A preparação para a festa começou durante o dia, com a chegada das caravanas de carros e ônibus que levaram os umbandistas até o Litoral. Depois de desembarcar, eles começaram a montar as barracas, construindo altares com flores e imagens dos santos em torno dos quais acontecem os rituais.
Após o pôr-do-sol começaram os cantos e danças, acompanhados de tambores. O som contínuo dos atabaques tem um efeito quase hipnótico para quem participa ou mesmo só está assistindo. É quase impossível resistir ao ritmo cadenciado e constante. Ouvindo e sentindo a força da música de origem africana pode-se entender por que muitos são atraídos pela umbanda. É o caso do curitibano Manoel Silvestri, 20 anos, morador do bairro Mossunguê, que na noite de reveillon, tocava atabaque numa das tendas montadas em Praia de Leste. Logo que entrei na umbanda, comecei a tocar, conta ele, que trabalha como barman num restaurante da capital, e nas horas vagas frequenta a tenda Nossa Senhora dos Navegantes.

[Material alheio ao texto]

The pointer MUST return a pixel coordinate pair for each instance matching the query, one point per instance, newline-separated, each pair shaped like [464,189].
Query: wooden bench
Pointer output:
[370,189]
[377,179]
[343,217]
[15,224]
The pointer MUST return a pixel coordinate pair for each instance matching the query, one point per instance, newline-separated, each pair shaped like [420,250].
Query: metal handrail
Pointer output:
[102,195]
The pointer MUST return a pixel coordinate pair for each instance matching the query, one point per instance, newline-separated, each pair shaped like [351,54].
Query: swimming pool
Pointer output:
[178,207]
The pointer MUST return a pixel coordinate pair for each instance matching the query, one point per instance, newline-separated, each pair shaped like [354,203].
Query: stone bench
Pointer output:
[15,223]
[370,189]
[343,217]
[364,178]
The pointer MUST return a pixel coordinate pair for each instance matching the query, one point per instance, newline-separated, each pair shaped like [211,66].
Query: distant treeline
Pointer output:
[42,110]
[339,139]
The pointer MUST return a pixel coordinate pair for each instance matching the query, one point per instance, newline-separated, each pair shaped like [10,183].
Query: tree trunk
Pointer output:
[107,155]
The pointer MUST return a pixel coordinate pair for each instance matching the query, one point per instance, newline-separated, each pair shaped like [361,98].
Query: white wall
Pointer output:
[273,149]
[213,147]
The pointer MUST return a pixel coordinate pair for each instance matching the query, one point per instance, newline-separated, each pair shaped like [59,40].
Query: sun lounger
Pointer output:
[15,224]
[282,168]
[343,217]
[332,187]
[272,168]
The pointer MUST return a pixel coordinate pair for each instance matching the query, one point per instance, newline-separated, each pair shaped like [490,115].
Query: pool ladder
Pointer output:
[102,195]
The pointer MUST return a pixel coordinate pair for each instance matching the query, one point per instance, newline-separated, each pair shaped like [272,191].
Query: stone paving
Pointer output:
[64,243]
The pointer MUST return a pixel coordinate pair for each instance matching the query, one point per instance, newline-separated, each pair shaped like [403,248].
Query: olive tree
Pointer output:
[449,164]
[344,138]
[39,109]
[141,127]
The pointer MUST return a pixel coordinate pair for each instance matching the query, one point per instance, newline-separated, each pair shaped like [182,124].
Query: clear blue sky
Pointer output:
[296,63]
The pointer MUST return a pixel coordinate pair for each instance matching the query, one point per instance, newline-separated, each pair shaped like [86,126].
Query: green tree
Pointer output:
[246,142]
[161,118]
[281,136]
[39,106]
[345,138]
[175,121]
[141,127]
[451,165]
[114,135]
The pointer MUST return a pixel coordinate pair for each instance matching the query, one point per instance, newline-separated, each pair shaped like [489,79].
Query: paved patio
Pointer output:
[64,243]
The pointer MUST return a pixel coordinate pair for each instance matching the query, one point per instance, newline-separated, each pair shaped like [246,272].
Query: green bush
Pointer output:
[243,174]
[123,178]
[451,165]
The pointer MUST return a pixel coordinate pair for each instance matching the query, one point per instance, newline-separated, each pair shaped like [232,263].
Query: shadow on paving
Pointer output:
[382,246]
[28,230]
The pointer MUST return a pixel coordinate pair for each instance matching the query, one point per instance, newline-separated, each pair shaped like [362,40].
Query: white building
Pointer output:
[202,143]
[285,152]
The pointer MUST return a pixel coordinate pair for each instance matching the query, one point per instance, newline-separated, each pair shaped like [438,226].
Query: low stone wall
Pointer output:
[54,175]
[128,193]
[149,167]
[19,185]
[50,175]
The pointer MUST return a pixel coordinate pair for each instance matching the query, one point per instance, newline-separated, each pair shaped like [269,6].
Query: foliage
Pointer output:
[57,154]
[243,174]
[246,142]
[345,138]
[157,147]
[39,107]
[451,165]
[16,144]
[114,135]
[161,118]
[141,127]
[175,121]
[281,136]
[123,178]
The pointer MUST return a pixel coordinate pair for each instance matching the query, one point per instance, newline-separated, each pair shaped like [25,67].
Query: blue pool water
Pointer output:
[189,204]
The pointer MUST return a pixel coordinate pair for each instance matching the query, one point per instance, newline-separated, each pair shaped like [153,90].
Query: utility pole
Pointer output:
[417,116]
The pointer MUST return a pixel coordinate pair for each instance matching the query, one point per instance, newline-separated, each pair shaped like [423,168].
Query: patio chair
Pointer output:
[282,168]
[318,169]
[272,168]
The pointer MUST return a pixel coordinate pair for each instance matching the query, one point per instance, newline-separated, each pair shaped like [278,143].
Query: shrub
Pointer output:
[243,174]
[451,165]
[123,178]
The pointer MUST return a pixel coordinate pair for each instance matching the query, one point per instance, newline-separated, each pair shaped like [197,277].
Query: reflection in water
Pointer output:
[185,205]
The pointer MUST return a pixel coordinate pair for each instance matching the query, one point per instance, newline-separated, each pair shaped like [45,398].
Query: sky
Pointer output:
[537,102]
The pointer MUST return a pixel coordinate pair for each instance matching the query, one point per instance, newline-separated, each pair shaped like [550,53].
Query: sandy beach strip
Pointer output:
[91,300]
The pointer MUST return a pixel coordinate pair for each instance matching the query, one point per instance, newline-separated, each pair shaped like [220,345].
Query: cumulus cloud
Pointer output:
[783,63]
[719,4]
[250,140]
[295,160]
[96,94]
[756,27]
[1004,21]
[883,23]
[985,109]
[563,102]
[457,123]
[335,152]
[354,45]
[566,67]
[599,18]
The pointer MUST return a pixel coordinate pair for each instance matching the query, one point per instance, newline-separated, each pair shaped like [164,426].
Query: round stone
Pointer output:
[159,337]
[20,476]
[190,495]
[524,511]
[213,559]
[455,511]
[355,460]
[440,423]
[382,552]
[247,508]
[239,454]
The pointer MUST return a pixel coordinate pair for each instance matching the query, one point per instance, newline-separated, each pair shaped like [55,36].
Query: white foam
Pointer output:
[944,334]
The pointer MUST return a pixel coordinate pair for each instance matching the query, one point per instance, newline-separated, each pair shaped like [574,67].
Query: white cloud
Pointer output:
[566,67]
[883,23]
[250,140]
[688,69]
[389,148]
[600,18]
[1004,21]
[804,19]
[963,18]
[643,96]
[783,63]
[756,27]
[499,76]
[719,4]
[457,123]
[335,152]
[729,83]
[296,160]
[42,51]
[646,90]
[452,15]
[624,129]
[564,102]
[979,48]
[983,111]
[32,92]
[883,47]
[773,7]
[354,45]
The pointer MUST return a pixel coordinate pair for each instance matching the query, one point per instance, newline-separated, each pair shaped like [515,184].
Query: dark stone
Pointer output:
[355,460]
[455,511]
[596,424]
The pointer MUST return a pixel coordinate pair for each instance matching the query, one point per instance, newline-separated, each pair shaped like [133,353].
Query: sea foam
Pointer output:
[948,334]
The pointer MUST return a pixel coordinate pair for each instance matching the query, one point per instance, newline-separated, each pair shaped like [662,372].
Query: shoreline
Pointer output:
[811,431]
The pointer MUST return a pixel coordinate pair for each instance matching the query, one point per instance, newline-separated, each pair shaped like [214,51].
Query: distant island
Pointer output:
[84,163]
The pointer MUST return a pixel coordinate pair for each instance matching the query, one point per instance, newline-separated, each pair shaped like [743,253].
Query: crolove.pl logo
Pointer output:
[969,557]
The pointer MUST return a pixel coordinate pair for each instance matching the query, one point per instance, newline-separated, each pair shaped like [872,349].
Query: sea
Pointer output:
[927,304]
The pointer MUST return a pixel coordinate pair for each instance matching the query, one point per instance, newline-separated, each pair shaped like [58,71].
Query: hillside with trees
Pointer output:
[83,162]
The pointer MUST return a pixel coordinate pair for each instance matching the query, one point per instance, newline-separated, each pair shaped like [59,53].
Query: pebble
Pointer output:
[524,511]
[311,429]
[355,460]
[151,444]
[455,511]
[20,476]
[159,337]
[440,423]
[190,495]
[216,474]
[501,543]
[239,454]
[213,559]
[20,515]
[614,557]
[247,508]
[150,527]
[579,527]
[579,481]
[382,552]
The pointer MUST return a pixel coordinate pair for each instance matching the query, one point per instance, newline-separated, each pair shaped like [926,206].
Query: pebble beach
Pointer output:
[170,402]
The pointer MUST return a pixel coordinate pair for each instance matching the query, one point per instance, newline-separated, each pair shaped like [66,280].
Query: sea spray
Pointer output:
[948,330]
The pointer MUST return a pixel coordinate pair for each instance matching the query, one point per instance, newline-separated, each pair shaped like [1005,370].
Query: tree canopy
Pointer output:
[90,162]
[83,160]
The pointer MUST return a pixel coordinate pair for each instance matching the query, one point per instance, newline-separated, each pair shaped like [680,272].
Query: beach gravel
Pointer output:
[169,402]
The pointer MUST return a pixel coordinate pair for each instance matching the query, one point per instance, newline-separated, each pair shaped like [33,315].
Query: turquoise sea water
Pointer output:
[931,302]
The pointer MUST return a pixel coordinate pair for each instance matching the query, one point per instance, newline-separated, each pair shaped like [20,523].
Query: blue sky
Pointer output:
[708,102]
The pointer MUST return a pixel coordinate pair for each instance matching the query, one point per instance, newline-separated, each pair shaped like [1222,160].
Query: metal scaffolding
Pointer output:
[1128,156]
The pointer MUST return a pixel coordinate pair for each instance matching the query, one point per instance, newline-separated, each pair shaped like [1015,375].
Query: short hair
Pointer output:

Catarse O ritual da umbanda no reveillon funciona como uma espécie de catarse coletiva, onde a pessoa deixa para trás os problemas do ano que passou e pede aos santos mais sorte para o ano que se inicia. A cerimônia é realizada às margens do oceano porque o mar, além de morada de Iemanjá, concentra fortes energias que recarregam a pessoa para enfrentar sua vida dali para frente.
Um pequeno barco cheio de bebidas, comidas, perfumes, flores, espelhos e escovas foi preparado para ser oferecido à deusa do mar que, segundo os umbandistas, é muito vaidosa. Eu coloco uma mecha de cabelo junto com um pedido e sempre dá certo, dizia a estudante Maria Gimenez, 23 anos, que participava da festa.
À meia-noite quando a praia toda era invadida pelo som dos fogos de artifício, os médiuns levaram o barco e as outras oferendas até a margem, lançando as oferendas na água. Segundo a mãe Jandira, que há 37 anos dirige cerimônias como essa no litoral paranaense, o ritual procura agradar aos santos que regem o ano que começa. Para que eles levem tudo de ruim e tragam só coisas boas, explicou a mãe-de-santo.
Nem todo mundo que participa da cerimônia está preocupado com a espiritualidade, reconhecem os umbandistas. Muitos vem aqui preocupados com dinheiro, confirma a mãe-de-santo Maria Doraci Amancio.